L'aqueduc de l'Amoreira, à Elvas : arcature monumentale du XVIe siècle qui alimentait la place forte alentejane, intégrée au site du patrimoine mondial.

Aqueduc de l'Amoreira (Elvas)
Alvesgaspar, CC BY-SA 3.0 — Wikimedia Commons

L’aqueduc de l’Amoreira se dresse à l’ouest d’Elvas, tranchant le paysage vallonné du Haut Alentejo de son interminable succession d’arcs de pierre de taille. Conçu pour résoudre le manque chronique d’eau de la place forte, il est l’une des plus ambitieuses œuvres publiques du Portugal du XVIe siècle et demeure, aujourd’hui encore, l’un des plus grands aqueducs de la péninsule Ibérique.

Une œuvre de près d’un siècle

La pénurie d’eau qui affligeait Elvas conduisit le roi Jean III à ordonner, en 1537, la construction d’une conduite amenant à la ville l’eau de la source de l’Amoreira, située à plusieurs kilomètres à l’ouest. Le tracé fut confié à Francisco de Arruda, maître des œuvres de l’Alentejo, qui peu auparavant avait conçu l’aqueduc évorien de l’Água de Prata. À sa mort, l’entreprise passa en d’autres mains — parmi lesquelles celles d’Afonso Álvares — et s’étira sur des générations, contrainte par les coûts et par l’ampleur du projet.

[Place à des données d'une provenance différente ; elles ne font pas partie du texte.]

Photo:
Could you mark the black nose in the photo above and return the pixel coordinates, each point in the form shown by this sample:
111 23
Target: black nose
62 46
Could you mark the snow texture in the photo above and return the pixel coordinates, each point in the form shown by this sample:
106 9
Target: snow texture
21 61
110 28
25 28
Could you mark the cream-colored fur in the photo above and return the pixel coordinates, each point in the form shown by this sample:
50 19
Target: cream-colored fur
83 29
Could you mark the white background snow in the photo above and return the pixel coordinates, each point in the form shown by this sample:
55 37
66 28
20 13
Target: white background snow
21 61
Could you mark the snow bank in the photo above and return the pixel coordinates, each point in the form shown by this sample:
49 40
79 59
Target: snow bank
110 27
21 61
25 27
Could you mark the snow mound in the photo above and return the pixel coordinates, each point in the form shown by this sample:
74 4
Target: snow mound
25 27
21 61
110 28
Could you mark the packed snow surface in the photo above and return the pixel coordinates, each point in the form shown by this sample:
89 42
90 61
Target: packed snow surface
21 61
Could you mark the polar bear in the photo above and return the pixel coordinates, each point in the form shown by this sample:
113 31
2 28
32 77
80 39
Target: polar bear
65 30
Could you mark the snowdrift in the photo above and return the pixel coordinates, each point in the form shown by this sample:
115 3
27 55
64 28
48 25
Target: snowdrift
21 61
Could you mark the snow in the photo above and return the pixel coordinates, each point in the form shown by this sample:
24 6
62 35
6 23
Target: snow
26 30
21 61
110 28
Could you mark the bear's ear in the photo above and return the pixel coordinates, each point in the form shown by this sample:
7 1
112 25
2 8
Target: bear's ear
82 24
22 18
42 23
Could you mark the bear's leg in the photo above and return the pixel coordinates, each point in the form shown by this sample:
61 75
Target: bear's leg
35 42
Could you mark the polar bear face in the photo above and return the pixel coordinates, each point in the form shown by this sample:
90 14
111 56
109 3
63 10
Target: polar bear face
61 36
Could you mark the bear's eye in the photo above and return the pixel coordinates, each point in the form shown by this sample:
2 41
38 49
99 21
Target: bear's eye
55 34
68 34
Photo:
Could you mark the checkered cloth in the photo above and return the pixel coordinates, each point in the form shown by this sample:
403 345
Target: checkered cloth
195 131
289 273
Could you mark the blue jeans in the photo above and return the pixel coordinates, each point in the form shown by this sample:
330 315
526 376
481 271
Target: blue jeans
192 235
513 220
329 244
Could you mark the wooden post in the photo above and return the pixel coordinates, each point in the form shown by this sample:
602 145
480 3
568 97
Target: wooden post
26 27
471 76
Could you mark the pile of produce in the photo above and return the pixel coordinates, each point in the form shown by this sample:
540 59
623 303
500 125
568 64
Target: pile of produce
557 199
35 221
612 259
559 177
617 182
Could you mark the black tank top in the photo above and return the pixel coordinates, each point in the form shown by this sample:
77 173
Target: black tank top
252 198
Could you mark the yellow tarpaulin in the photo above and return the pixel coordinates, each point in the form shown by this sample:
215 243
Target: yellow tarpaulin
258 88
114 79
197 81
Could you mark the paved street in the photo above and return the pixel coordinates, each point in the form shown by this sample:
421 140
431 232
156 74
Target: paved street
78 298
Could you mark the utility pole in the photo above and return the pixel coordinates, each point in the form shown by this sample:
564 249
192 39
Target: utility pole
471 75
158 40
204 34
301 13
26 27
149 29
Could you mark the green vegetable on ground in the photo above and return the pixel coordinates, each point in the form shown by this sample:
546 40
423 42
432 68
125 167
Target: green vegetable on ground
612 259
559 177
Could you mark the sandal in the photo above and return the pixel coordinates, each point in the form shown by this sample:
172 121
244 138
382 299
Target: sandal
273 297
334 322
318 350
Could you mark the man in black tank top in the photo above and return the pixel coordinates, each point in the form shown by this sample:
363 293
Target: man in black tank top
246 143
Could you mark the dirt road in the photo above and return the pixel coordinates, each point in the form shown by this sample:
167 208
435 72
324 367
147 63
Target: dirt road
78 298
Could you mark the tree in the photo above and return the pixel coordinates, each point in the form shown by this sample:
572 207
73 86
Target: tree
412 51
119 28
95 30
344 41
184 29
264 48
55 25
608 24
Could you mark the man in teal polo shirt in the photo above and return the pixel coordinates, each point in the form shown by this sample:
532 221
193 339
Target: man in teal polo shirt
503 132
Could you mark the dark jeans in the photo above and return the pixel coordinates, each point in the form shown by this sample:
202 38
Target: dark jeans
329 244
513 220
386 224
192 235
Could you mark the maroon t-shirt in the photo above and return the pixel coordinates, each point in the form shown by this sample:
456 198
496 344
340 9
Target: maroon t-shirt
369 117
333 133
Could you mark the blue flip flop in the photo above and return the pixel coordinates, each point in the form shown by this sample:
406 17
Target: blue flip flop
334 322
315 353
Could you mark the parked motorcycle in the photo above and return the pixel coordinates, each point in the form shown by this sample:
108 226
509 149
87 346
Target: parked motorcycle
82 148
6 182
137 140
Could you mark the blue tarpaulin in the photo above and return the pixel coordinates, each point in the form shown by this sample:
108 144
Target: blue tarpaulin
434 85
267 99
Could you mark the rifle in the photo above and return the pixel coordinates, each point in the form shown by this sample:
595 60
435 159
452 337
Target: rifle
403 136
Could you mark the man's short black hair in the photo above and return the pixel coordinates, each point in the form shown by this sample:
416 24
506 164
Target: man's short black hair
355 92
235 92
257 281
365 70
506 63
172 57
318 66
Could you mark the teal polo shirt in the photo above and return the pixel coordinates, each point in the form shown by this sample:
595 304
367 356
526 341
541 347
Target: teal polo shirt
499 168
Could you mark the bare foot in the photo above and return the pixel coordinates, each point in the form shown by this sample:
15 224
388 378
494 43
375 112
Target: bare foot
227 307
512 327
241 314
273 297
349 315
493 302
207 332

Ce n’est qu’en 1622 que l’ouvrage fut considéré comme achevé, avec l’inauguration de la Fonte da Misericórdia, à l’intérieur de la ville. Près d’un siècle sépare ainsi la pose de la première pierre du moment où l’eau jaillit enfin dans les fontaines d’Elvas.

Ingénierie et dimension

L’aqueduc se développe sur quelque 8,5 kilomètres, combinant des tronçons souterrains avec la célèbre arcature en surface. Aux points les plus bas du terrain, la structure superpose plusieurs ordres d’arcs, atteignant près de 31 mètres de hauteur, soutenue par de robustes piliers quadrangulaires renforcés de contreforts à plan semi-circulaire. On y compte un nombre impressionnant d’arcs — plusieurs centaines —, en partie issus de la construction primitive, en partie résultant de renforcements et d’agrandissements postérieurs.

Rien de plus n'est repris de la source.